You could see this Moschino collection as a historical counterpart to the inflation-themed women’s proposal Jeremy Scott staged in Milan two months ago: punk, the subculture that externalized youth-centric feelings of hopelessness and anti-establishment rebellion while the economy was going down the drain in the 1970s. But here, unlike his women’s show, Scott had swapped his tragicomedy for a more profound approach to his subject matter. Rather than turning punk on its head, he recreated its original sentiments for a new era.
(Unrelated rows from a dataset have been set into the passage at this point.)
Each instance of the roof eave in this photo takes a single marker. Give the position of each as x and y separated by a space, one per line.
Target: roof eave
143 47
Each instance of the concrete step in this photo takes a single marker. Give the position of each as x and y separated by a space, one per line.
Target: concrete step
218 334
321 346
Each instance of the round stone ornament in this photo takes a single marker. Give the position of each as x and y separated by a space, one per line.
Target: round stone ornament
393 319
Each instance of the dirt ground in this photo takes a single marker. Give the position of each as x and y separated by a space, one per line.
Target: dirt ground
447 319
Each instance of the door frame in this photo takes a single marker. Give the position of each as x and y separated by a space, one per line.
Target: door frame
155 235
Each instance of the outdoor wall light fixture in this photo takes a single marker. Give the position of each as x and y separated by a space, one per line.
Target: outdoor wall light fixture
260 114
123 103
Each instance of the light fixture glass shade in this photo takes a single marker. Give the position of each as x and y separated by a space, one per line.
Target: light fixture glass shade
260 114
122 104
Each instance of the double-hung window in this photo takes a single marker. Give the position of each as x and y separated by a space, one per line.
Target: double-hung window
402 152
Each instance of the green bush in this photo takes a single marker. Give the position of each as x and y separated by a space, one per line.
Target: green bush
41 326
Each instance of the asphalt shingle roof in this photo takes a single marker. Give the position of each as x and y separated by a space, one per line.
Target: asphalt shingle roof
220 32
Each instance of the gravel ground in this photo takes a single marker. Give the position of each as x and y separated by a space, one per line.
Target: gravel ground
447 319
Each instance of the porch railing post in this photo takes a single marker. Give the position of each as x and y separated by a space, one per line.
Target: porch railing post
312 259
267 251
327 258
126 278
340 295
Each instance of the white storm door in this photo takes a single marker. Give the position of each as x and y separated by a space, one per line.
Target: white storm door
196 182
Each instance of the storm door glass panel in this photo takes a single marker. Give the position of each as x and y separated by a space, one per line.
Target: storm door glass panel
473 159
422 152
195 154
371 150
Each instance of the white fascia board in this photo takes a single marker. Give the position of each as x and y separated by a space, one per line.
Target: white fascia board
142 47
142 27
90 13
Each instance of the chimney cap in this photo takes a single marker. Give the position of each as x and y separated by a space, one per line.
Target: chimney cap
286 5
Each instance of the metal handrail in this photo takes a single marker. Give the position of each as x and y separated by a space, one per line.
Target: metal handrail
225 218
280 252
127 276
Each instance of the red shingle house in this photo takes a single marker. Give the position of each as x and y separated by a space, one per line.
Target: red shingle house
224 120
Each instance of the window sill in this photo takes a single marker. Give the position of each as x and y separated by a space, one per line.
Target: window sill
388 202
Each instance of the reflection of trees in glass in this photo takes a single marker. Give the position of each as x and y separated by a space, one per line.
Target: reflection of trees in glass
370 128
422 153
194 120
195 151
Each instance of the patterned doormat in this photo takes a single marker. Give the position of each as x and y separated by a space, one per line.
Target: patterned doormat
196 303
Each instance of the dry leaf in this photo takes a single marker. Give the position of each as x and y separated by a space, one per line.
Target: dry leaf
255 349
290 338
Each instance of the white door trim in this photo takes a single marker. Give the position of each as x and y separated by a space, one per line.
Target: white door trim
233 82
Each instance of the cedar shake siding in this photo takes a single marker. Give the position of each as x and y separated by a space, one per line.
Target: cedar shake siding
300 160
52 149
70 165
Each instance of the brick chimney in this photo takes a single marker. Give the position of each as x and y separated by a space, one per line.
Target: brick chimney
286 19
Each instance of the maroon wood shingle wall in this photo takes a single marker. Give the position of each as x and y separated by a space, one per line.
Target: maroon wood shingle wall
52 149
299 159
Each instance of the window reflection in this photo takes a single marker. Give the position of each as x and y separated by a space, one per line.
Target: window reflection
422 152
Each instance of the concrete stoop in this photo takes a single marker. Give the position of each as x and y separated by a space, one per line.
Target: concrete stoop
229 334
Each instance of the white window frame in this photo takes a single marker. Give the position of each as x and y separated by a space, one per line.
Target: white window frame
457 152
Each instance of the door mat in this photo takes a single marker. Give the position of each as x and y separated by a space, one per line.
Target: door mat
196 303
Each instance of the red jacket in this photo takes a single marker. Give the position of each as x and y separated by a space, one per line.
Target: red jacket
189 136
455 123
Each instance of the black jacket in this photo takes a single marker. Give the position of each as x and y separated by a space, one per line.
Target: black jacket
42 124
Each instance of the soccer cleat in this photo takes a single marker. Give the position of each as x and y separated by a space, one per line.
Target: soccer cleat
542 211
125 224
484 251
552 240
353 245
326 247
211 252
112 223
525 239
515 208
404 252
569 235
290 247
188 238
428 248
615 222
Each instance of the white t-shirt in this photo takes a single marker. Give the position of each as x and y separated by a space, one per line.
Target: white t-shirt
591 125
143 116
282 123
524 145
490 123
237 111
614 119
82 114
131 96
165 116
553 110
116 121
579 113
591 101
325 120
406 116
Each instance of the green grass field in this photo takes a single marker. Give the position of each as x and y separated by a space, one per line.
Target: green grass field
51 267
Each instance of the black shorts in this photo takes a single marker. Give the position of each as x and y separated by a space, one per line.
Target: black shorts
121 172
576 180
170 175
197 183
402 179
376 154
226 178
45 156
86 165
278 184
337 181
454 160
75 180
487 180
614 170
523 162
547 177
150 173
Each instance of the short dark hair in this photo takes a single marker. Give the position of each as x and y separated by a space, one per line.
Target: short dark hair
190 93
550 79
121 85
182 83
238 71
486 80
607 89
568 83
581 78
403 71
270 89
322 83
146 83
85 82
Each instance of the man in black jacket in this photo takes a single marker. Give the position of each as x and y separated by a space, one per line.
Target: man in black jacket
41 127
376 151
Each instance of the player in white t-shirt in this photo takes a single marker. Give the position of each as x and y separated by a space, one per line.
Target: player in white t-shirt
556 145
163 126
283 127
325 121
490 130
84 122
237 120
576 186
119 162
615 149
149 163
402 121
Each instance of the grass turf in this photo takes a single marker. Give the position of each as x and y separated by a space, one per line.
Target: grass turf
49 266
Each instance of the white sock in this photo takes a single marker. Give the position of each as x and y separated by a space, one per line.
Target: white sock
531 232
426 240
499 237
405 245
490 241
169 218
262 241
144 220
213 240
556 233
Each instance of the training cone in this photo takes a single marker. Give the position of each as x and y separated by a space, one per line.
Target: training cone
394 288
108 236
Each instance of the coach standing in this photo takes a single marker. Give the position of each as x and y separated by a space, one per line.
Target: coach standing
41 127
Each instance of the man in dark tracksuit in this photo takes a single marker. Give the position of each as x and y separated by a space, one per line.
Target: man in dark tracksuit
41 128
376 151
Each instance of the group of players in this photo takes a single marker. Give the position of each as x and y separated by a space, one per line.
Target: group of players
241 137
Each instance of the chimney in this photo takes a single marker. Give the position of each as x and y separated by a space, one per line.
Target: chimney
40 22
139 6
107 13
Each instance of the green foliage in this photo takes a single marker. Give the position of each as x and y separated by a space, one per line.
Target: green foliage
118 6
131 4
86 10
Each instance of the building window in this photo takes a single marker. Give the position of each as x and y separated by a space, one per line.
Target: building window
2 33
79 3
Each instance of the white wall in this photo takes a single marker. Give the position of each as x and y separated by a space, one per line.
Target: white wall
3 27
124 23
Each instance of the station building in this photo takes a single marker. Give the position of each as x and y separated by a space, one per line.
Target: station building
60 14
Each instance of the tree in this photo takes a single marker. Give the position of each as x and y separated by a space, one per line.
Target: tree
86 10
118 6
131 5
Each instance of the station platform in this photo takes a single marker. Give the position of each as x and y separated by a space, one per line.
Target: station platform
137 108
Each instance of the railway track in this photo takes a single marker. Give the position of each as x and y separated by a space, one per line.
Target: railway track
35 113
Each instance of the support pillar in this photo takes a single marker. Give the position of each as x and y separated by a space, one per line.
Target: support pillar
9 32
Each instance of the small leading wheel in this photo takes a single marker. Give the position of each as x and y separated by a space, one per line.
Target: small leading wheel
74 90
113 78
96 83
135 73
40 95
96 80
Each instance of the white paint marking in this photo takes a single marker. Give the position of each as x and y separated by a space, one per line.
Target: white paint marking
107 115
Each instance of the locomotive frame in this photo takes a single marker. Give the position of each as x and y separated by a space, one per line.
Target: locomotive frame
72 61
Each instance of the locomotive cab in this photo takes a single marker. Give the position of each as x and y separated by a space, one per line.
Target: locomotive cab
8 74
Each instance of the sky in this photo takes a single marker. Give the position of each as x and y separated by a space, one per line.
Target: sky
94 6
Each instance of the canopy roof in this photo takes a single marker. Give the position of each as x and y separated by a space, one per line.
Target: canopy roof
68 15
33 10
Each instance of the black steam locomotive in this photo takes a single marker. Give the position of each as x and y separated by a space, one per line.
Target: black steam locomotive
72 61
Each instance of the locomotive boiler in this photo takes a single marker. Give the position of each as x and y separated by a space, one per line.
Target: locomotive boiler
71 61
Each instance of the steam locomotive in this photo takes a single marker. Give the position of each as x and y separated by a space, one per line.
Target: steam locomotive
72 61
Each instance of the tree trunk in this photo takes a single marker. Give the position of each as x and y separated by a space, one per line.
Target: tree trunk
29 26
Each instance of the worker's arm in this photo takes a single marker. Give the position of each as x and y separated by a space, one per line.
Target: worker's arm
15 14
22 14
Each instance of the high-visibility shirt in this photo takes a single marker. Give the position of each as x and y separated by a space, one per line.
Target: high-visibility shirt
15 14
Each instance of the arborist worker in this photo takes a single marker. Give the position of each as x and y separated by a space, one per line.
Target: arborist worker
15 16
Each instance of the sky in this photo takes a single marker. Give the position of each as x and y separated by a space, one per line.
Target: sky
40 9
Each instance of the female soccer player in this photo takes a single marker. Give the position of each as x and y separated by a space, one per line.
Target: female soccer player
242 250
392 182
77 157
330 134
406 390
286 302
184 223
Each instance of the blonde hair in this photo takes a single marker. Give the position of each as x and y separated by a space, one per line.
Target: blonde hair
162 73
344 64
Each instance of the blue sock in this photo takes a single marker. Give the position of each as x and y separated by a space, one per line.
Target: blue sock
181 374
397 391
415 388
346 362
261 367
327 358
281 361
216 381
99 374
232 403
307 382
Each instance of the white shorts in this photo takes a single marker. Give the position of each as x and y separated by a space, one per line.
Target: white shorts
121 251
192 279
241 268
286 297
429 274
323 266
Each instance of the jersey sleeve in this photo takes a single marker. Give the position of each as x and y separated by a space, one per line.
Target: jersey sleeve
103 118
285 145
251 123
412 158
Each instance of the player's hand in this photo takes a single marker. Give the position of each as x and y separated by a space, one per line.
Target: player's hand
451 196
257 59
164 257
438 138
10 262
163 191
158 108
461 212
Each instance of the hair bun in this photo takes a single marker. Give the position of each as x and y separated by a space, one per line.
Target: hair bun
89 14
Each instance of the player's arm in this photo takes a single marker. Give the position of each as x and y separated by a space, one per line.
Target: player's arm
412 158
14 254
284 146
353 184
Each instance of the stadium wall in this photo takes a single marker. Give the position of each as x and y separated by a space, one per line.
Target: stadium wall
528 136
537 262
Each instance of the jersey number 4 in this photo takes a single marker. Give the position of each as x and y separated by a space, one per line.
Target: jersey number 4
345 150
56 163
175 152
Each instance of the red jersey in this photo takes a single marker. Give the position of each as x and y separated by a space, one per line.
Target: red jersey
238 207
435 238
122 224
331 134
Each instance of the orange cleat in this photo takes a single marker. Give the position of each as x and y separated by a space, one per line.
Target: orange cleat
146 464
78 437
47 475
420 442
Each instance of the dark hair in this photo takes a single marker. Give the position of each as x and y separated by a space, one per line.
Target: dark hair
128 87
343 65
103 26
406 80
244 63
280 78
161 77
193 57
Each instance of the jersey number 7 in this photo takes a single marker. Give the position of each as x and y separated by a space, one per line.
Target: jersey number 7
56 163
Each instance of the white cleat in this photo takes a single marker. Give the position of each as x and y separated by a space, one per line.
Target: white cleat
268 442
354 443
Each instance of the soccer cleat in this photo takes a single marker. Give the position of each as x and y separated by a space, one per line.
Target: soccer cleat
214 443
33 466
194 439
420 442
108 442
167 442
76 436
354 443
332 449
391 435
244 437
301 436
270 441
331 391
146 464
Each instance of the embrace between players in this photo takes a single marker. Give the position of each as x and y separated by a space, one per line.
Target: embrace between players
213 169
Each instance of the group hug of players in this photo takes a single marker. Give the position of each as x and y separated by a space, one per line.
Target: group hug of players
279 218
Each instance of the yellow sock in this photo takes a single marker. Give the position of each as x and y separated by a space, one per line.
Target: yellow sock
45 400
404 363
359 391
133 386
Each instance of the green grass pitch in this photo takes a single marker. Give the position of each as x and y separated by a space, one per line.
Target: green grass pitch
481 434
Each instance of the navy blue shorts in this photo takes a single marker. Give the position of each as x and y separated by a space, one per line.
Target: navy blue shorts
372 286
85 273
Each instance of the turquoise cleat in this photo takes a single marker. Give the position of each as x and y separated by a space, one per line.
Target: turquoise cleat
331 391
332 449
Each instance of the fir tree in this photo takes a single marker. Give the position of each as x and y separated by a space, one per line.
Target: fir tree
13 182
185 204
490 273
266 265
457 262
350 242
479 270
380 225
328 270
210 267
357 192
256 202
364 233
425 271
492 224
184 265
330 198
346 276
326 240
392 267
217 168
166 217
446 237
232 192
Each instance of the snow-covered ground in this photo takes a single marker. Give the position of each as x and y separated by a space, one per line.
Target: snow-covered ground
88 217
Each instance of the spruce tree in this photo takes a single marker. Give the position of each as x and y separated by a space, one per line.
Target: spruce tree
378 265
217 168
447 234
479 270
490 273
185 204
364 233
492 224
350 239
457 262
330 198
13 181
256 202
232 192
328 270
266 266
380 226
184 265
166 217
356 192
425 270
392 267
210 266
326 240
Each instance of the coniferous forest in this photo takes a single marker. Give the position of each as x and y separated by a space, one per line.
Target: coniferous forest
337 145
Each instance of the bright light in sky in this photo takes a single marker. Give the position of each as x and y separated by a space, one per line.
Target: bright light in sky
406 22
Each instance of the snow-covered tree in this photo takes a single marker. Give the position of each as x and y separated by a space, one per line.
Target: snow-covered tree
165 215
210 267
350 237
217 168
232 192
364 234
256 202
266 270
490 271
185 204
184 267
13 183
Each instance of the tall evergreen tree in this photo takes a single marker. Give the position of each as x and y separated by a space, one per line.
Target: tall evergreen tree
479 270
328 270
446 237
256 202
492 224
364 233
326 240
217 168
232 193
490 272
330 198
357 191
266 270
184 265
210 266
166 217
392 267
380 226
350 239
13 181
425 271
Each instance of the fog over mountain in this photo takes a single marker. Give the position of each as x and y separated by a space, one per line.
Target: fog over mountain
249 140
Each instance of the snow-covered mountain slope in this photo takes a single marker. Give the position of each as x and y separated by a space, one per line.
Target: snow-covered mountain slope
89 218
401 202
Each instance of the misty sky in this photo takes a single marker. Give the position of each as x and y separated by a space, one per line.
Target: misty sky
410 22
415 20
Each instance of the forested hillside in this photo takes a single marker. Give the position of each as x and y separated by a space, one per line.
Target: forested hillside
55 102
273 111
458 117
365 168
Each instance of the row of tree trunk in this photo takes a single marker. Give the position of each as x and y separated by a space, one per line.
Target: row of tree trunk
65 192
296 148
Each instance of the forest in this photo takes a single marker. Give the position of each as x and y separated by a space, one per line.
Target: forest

“Destroy to rebuild. We have to fight for everything we believe in,” read a graffiti motif on the back of a rusty brown herringbone coat. “Those sentiments still have validity because we’re fighting about things globally, from our elections here to the strife in Ukraine to the atrocities happening in Iran,” Scott said on a video call from Los Angeles. “There are so many different things that require attention and energy and, sometimes, for you to fight for what’s right.”
The punk movement was so figurative in its own expression that its trademarks often didn’t require Moschino’s irony treatment. When it came to pieces rebelliously collaged from elements of establishment wardrobes—traditional men’s tailoring, military uniforms, kilts—Scott simply amplified the attitude (and the studs). Similarly, he left deconstructed formal suits held together with safety pins intact, at least from a punk perspective.
Instead, he instilled the Moschino factor in magnified safety pins on coats and jackets, lots of leopard print, all-over dollar-bill motifs, and trompe l’oeil elements that would have delighted an original member of the anti-establishment. Speaking of, at a dinner Scott did once try to make Dame Vivienne Westwood reflect on her movement’s transition into the mainstream, but like a true punk, all she wanted to talk about was activism. “She’s a legend and an English treasure,” he said.
Born in Kansas City in 1975, Scott was justifiably never a punk. But sitting there on our video call dressed in his Mighty Mouse T-shirt and talking about the riot of color that has defined his own life, it was easy to see the links between his own aesthetic and the rebels who paved the way.
These days, Miley Cyrus takes him to see contemporary punk bands in Los Angeles. “I don’t think they’re so much caught up in anti-establishment, to be honest with you. I remember one song was about a gold-digger…. It could almost have been a rap song but performed in a guitar, screaming format,” he laughed. But, in life as in fashion, “I think a punk spirit is always good.”